North America, United States, California, Sierra Nevada, Cleaver, Cleavage Dreamer and Southeast Arête
Cleaver, Cleavage Dreamer and Southeast Arête. Imagine a dead-vertical alpine wall a thousand feet tall and a thousand feet wide, the summit over 13,000', countless virgin vertical crack systems, and only a few hours’ hike from a trailhead. This is the south face of the Cleaver, a stone’s throw from Mt. Whitney After spotting the face, we learned that it had only one route, the South Face (Arthur Killian and Tom Condon, September 1961), which we believe is on the far left.
On June 28 Kostas Stamatiou and I got an early start from Whitney Portal and went for it.
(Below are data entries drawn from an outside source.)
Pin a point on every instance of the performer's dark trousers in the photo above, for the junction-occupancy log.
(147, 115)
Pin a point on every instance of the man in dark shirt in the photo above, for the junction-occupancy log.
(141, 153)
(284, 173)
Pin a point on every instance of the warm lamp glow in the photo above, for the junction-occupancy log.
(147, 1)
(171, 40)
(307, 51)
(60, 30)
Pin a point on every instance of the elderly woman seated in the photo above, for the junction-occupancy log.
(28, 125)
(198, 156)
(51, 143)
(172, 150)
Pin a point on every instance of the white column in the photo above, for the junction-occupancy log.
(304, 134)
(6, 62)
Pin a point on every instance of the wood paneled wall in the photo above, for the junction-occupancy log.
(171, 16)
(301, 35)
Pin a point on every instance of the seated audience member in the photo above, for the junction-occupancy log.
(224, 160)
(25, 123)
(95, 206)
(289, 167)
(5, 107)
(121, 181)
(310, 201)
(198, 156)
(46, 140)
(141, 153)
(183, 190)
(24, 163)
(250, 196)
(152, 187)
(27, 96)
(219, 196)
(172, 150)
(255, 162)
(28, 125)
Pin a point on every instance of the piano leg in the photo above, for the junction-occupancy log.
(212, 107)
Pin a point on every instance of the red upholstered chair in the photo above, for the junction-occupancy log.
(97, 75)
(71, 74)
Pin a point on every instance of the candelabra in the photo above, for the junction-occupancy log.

Cleavage Dreamer (III 5.10) starts near the center of the south face and climbs through two pitches of laybacks and hand cracks to a good ledge below polished overhangs. From here we traversed left to the base of a large detached pillar (the Greek Finger). Next came the crux dihedral, a shallow, wide crack requiring body English we did not have, so we aided a short section (Scotty Nelson and Lin Pearson called this pitch 5.10 on their FFA a couple of weeks later). The final pitch was exciting—questionably protected questionable holds and 5.10 moves through the summit overhangs to the knife-edge summit ridge.
A couple of weeks later I returned with Scotty Nelson to nab the Southeast Arête (II 5.7), which follows the prominent arête on the right side of the southeast face, just left of the giant split.